Niemiecka prokuratura z Monachium postawiła zarzuty Markusowi Braunowi, byłemu dyrektorowi naczelnemu Wirecard. Są one związane z upadkiem firmy w 2021 roku. Według raportu, Braunowi zarzuca się oszustwo, sprzeniewierzenie majątku firmy, oszustwo księgowe i manipulacje rynkowe.
Braun został po raz pierwszy aresztowany dwa lata temu, ale zarzuty postawiono mu dopiero teraz, po ujawnieniu 474-stronicowego aktu oskarżenia. AP donosi, że prokuratura w Monachium zarzuca mu, iż podpisywał się pod sprawozdaniami finansowymi, co do których wiedział, że są fałszywe, oraz że firma księgowała przychody, które nie istniały. W oświadczeniu możemy przeczytać:
Wszyscy oskarżeni członkowie grupy działali w sposób przemysłowy w tych sześciu przypadkach oszustwa, ponieważ w ten sposób zapewnili sobie własne wynagrodzenie, w tym częściowo część zależną od zysku.
Audytor Ernst & Young odkrył, że w czerwcu 2020 roku na kontach firmy zabrakło gotówki o wartości 1,9 miliarda euro.
Tło sprawy
Seria artykułów opublikowanych w Financial Times w styczniu 2019 r. zarzucała nieprawidłowości księgowe w azjatyckim oddziale Wirecard, na czele którego stał dyrektor operacyjny Jan Marsalek.
Mimo to firma zajmująca się technologiami finansowymi zdołała wówczas odeprzeć zarzuty. Jej dziennikarze zostali objęci dochodzeniem w związku z tymi doniesieniami.
Ofiarą oszustwa padły banki, które udzieliły Wirecard kredytów na kwotę 1,7 mld euro (1,8 mld dolarów). Dodatkowo wyemitowano obligacje o wartości 1,4 mld euro (1,5 mld dolarów), które prawdopodobnie nie zostaną spłacone.
W bilansie Wirecard kwota ta stanowiła jedną czwartą ryzyka związanego z transakcjami przeprowadzonymi przez osoby trzecie w imieniu Wirecard. Miały one być przechowywane na rachunkach powierniczych w dwóch filipińskich bankach.
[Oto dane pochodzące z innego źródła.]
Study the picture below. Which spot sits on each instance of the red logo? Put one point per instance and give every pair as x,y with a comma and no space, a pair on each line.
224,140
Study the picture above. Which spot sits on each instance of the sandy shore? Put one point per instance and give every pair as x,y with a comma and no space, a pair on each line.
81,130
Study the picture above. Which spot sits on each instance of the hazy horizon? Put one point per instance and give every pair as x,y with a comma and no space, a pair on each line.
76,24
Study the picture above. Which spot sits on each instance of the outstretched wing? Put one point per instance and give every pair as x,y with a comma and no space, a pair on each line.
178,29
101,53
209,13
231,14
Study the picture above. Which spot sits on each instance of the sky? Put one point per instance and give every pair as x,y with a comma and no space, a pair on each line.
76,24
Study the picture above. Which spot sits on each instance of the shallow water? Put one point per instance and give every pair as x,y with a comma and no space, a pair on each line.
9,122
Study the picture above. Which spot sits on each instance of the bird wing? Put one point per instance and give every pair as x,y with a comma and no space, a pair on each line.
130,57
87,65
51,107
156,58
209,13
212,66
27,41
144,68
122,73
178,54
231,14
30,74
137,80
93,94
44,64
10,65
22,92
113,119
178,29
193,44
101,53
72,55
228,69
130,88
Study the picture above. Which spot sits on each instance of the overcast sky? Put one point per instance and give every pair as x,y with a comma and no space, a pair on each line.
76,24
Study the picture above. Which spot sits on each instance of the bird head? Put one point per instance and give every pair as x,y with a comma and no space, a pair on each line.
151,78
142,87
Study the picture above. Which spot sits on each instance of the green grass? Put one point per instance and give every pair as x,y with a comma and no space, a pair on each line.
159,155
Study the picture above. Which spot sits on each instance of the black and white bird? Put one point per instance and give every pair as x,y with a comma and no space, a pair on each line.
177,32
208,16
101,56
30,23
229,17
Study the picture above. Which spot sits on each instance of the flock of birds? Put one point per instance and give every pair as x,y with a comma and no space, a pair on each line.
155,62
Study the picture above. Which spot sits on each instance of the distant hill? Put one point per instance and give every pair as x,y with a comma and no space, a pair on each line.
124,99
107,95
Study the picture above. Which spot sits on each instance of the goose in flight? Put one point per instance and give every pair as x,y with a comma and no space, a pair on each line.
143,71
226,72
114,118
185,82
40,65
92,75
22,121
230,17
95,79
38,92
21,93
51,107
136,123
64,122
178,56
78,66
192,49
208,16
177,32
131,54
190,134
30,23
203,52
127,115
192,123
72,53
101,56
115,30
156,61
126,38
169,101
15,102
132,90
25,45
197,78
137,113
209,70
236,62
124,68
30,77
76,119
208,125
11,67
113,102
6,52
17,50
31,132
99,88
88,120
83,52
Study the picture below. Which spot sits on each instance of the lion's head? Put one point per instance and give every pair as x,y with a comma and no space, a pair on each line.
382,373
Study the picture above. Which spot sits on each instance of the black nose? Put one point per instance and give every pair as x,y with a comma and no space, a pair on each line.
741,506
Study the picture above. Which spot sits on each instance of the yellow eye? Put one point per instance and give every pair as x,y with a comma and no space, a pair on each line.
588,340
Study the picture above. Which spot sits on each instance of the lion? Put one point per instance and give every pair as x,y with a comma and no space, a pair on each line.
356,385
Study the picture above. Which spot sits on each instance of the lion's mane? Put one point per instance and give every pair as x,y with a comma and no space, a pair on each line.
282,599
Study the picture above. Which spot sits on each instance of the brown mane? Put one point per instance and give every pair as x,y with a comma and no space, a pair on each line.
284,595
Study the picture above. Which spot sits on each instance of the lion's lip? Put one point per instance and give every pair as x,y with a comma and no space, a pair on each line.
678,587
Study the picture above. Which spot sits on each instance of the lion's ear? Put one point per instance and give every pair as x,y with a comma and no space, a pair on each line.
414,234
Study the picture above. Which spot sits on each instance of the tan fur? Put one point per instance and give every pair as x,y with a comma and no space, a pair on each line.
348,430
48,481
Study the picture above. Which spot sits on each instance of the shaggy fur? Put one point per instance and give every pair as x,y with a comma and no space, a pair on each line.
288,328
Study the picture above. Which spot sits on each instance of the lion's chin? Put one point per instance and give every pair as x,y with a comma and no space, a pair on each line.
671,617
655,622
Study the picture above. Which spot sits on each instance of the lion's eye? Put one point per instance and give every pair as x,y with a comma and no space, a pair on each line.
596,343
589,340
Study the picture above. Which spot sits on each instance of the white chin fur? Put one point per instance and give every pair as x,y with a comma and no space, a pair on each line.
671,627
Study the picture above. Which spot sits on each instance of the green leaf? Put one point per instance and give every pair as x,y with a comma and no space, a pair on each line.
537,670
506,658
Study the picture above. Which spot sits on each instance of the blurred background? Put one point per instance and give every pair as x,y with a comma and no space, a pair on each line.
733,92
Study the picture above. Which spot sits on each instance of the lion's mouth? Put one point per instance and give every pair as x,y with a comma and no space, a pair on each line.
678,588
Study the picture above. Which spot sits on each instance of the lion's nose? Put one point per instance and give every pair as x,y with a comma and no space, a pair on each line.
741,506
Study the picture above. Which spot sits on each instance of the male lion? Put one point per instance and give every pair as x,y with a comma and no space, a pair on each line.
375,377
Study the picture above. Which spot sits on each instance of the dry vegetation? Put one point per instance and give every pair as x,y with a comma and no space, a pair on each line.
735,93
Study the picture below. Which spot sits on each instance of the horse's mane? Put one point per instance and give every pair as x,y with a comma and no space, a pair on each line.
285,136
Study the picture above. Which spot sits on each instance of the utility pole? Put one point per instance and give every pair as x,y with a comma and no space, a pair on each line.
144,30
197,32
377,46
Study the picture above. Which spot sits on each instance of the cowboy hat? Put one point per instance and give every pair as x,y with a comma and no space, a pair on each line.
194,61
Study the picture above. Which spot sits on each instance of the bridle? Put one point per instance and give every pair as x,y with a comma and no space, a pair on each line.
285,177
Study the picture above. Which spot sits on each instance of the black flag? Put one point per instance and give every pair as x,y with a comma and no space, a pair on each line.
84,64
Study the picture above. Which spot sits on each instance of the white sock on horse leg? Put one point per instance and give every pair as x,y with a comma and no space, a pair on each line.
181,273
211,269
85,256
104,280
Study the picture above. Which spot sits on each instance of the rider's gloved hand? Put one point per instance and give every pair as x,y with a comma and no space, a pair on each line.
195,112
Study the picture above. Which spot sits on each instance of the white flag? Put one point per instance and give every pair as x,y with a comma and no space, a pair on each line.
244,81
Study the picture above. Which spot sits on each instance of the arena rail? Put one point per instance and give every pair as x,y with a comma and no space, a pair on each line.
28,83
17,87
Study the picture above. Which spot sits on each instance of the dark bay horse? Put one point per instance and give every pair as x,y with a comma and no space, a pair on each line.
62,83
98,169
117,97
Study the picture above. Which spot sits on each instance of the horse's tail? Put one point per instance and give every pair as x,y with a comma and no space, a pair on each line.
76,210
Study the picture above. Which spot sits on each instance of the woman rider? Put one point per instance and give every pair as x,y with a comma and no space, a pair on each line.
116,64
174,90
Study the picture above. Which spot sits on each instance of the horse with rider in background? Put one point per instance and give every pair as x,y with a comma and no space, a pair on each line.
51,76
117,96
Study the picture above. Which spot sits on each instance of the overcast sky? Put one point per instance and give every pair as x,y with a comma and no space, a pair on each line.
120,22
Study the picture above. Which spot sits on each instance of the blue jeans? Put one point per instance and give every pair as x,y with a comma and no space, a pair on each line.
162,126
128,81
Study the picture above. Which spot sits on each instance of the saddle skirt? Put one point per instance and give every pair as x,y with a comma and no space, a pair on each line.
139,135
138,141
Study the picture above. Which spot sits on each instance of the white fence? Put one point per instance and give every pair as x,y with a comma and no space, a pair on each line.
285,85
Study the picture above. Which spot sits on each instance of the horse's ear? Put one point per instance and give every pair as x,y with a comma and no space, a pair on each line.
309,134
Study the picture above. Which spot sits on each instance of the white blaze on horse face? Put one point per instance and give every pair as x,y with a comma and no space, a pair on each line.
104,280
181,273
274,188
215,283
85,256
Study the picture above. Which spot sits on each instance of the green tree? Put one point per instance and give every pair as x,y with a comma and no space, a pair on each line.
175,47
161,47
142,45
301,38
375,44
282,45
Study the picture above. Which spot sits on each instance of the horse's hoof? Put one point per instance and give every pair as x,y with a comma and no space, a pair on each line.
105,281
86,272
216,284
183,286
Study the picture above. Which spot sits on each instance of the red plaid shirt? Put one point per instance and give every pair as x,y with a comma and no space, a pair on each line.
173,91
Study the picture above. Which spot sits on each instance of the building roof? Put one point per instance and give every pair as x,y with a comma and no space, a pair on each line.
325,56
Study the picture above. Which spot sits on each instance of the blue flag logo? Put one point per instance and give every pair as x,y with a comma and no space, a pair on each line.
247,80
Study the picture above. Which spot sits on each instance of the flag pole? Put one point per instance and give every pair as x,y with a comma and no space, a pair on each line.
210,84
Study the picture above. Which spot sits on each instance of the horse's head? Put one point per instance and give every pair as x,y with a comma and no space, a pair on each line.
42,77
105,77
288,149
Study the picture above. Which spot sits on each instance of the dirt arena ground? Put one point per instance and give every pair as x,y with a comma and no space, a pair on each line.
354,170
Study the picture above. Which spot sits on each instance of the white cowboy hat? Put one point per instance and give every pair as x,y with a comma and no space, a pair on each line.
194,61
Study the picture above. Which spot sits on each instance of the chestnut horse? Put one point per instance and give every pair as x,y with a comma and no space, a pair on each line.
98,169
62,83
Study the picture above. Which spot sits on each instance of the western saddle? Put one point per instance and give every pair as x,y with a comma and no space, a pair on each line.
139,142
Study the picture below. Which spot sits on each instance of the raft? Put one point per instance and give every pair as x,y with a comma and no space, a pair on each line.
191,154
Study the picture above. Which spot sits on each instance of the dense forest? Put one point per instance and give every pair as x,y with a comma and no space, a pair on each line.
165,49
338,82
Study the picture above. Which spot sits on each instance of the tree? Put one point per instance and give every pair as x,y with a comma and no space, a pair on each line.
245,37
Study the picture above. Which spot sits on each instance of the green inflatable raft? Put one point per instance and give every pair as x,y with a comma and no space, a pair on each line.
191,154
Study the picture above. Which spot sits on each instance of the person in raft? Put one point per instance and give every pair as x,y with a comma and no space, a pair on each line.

Oba azjatyckie banki zaprzeczyły, jakoby miały związek z Wirecard. Podobnie zresztą jak filipiński bank centralny, który stwierdził, że gotówka nigdy nie trafiła do jego systemu monetarnego.
Marsalek pozostaje na wolności nawet po aresztowaniu kluczowych osób w firmie, w tym Brauna. Co więcej, istnieją podejrzenia, że Marsalek może być pod ochroną rosyjskiej wojskowej jednostki szpiegowskiej.